By | Published on Thursday 26 November 2015


Could major labels earn more than indies from the US collective licensing system that is utilised by services like Pandora? That’s the question. The answer is “no”, by the way. For now at least.

As previously reported, America’s Copyright Royalty Board is currently reviewing the royalties paid by US online services that are licensed via SoundExchange.

Online radio set-ups, including personalised radio platforms like Pandora, are covered by a so called compulsory licence in the US, meaning labels are obliged to provide their content to such services through the SoundExchange system (which is why Adele can’t withhold her new record ’25’ from Pandora). The rates such services pay the labels via SoundExchange are then set by the CRB. Whenever rates are reviewed, Pandora pushes for them to be cut, while the labels argue for an increase.

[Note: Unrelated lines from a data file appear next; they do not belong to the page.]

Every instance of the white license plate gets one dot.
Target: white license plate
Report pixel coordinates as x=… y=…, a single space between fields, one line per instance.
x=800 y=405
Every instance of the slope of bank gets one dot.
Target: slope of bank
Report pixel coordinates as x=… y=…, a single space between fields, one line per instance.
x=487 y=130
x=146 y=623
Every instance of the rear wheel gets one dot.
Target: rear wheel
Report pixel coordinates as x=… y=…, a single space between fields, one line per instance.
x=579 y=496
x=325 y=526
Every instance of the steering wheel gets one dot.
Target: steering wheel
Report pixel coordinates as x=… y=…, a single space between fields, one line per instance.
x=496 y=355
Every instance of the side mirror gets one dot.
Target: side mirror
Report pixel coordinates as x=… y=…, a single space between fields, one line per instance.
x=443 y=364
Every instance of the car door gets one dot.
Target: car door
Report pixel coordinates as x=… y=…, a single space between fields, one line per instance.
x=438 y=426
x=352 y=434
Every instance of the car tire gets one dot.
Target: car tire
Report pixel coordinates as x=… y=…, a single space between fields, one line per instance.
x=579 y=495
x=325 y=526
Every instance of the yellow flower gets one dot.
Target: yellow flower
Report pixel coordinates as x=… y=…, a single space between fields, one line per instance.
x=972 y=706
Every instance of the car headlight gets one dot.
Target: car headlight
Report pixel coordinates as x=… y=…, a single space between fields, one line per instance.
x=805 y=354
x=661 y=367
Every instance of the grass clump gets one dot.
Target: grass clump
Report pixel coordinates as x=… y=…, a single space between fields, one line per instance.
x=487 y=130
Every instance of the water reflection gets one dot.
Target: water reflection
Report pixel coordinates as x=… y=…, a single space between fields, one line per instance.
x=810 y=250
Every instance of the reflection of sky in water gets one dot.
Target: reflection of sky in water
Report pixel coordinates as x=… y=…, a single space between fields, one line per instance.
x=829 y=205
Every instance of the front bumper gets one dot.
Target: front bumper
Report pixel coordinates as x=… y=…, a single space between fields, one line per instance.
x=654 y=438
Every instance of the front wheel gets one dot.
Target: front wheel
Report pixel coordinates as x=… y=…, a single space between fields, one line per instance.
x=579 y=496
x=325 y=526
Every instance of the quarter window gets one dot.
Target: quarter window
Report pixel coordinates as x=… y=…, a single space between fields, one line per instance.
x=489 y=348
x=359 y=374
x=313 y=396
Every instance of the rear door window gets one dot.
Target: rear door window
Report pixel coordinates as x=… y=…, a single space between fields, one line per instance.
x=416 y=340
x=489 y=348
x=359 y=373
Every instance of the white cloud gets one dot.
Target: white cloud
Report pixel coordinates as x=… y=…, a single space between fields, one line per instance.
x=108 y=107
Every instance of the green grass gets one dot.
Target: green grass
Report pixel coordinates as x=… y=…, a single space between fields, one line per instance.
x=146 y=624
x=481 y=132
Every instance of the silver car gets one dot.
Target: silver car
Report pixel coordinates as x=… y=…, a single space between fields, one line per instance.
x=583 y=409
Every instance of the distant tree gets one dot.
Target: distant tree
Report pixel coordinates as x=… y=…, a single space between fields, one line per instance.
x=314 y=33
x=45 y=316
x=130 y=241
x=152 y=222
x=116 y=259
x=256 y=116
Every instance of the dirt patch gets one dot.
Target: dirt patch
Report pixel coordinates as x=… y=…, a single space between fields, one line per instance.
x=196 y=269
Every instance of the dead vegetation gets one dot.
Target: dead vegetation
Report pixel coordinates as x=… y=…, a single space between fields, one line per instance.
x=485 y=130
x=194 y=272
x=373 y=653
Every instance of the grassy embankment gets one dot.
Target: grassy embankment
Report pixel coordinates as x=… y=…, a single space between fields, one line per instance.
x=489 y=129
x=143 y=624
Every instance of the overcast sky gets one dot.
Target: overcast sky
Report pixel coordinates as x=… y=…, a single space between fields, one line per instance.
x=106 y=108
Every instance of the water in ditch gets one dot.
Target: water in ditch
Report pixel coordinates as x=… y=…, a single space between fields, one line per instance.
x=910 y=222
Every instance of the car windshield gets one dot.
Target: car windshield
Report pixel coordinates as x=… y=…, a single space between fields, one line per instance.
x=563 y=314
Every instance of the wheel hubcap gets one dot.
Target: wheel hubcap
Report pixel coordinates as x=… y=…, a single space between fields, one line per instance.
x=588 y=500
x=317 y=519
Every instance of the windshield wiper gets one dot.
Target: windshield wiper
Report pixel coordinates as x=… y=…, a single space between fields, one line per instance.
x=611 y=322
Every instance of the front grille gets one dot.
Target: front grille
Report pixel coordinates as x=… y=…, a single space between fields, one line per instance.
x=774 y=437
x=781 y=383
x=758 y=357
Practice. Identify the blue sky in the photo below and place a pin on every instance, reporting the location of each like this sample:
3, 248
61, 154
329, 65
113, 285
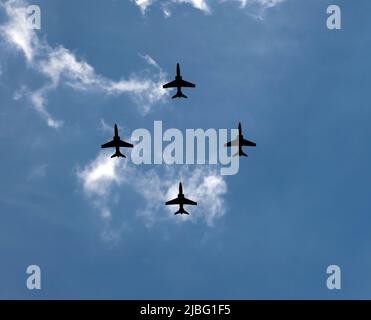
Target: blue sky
98, 228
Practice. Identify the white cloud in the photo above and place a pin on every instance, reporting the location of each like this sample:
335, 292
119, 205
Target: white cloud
102, 179
198, 4
203, 5
61, 67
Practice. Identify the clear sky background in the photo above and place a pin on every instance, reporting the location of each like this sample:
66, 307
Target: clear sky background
98, 227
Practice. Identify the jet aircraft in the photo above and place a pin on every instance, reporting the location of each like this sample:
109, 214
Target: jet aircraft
179, 83
117, 143
181, 201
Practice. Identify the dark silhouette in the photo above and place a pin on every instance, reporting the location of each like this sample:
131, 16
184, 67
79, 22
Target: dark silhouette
240, 142
179, 83
117, 143
181, 201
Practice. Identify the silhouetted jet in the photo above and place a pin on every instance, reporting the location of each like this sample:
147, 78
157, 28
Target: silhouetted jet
179, 83
117, 143
181, 201
240, 142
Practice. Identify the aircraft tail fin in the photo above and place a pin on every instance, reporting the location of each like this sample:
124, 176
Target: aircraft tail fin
179, 94
182, 211
118, 154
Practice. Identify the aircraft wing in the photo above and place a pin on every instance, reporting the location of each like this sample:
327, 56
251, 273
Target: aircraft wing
189, 202
248, 143
172, 84
124, 144
234, 143
110, 144
174, 201
186, 84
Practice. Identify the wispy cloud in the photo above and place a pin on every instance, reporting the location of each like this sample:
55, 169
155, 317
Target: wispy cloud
102, 179
59, 66
204, 5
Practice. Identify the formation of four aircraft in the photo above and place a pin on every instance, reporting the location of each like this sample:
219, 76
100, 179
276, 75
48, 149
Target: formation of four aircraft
179, 83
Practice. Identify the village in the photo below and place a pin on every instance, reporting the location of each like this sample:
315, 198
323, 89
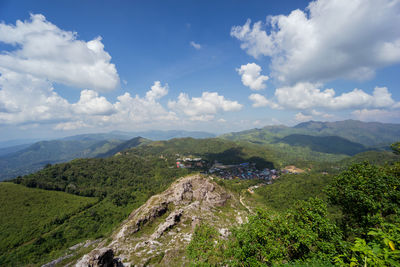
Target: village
244, 171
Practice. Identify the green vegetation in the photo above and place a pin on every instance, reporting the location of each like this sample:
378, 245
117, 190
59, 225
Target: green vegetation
325, 144
119, 184
212, 149
367, 234
369, 134
41, 153
289, 188
26, 214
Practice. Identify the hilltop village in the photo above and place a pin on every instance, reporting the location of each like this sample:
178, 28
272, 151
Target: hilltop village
244, 171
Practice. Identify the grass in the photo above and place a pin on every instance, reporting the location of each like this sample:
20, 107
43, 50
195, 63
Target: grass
26, 214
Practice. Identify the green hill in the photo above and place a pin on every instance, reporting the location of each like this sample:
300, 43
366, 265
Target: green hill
325, 144
134, 142
115, 185
372, 135
38, 155
366, 133
26, 214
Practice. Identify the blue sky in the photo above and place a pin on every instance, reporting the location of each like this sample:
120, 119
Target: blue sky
71, 67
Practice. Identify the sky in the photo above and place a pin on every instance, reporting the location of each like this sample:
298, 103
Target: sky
72, 67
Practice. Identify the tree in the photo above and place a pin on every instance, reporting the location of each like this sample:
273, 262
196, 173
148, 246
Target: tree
366, 194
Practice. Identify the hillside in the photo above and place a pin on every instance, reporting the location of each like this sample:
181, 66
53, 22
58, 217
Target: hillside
115, 185
324, 144
210, 149
159, 231
37, 155
26, 214
134, 142
368, 134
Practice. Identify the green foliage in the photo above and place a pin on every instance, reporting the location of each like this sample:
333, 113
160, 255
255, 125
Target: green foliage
325, 144
27, 214
120, 184
289, 188
301, 233
41, 153
366, 194
210, 149
396, 148
204, 248
382, 250
365, 133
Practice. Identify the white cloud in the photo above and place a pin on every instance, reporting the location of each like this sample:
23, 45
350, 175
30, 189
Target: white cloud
45, 51
329, 40
251, 76
309, 95
380, 115
195, 45
157, 91
262, 101
25, 98
71, 125
90, 103
203, 108
300, 117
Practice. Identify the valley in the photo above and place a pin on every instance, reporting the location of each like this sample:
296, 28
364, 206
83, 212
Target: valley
144, 202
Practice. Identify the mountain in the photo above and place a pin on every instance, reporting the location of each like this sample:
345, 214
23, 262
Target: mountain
39, 154
133, 206
12, 149
159, 231
167, 135
134, 142
39, 225
325, 144
368, 134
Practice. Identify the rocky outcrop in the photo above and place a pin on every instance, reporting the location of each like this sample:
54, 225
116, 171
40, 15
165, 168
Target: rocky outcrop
158, 232
103, 257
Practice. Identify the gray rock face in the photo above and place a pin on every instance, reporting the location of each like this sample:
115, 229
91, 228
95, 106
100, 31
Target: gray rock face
103, 257
159, 231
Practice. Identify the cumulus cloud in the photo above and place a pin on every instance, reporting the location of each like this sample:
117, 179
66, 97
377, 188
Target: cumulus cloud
251, 76
142, 109
309, 95
262, 101
91, 104
157, 91
380, 115
203, 108
195, 45
300, 117
45, 51
329, 40
25, 98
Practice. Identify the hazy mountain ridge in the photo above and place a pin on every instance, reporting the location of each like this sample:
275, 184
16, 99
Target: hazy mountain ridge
27, 158
368, 134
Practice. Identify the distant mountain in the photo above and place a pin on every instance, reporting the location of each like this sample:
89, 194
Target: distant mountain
17, 142
12, 149
324, 144
167, 135
99, 137
369, 134
39, 154
134, 142
366, 133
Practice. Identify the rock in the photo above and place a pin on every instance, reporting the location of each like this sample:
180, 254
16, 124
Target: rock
188, 201
171, 220
103, 257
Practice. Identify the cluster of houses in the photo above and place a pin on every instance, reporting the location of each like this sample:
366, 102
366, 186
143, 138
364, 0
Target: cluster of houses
190, 163
245, 171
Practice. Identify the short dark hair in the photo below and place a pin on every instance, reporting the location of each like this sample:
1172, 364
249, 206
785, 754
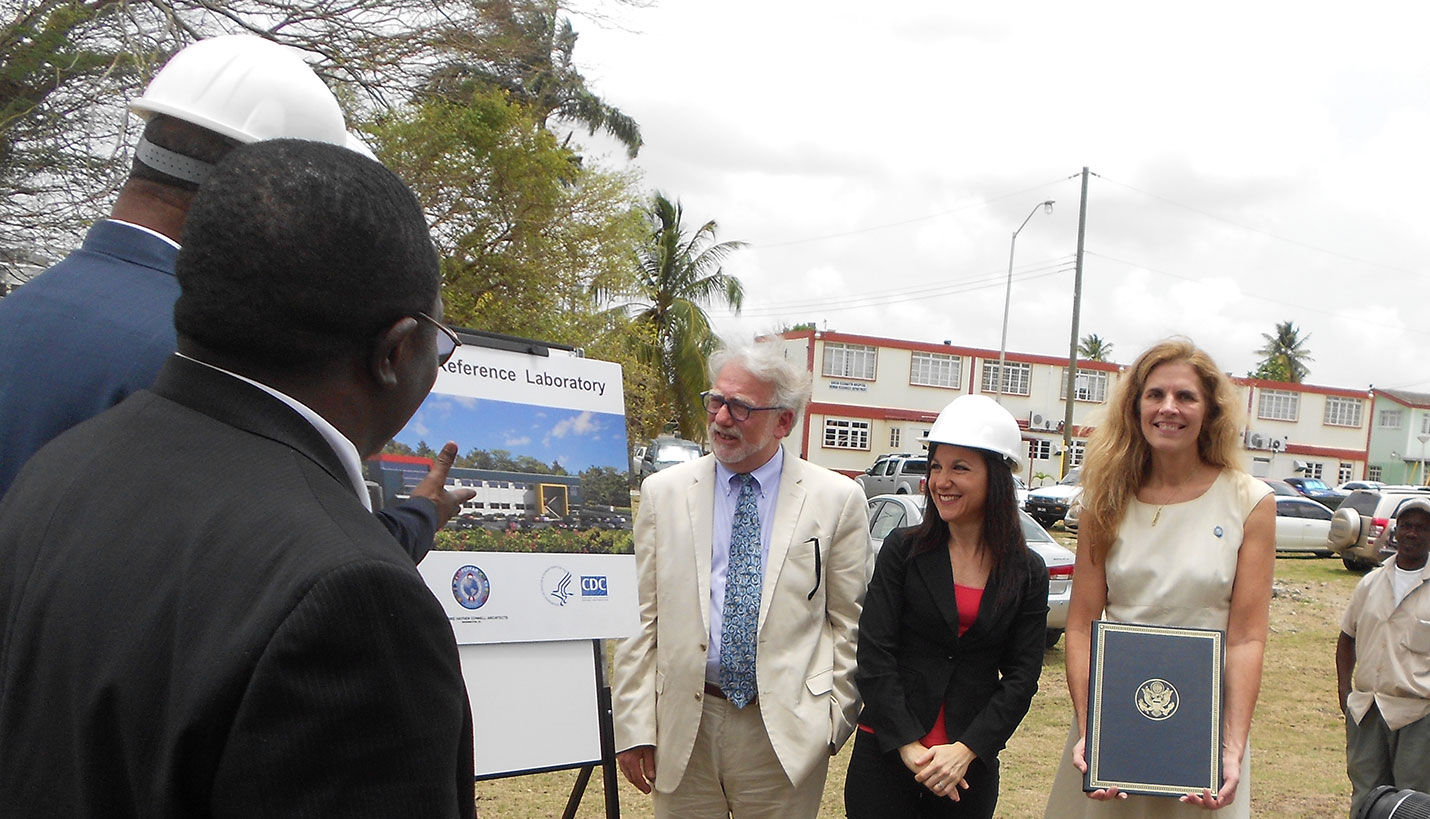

In amongst the current CRB rate review, the judges considering the matter noted that when digital services are licensed through direct deals, rather than the collective licensing system, different rights owners might negotiate different royalty rates, with bigger rights owners usually getting paid more. “Could the collective licensing system accommodate such variation?” they then pondered. “Fuck no!” said the indies. “Hmmm, maybe”, thought the majors. The CRB turned to the US Copyright Office, and specifically Maria A Pallante, the Register Of Copyrights, for clarification.

She has now responded with a “no”, though only because she thinks the question was raised too late into the current rate review. Had one or more stakeholders proposed variable rates when making their initial submissions to the review she’d have given the question proper consideration, but now isn’t the time for such a debate. “I’ll leave the answer for another day”, Pallante wrote.

Which means that the CRB can’t opt for one royalty rate for the majors and one for the indies in the current review, which will set rates through to 2020. As previously noted, any such variation in royalty rates (the CRB didn’t specifically talk about a major/indie distinction, just whether some variation might be allowed), would throw up all sorts of tricky questions over how the collective licensing system classifies different groups of rights owners, and who calculates respective market share, which the CRB probably doesn’t want to have to get involved in answering anyway.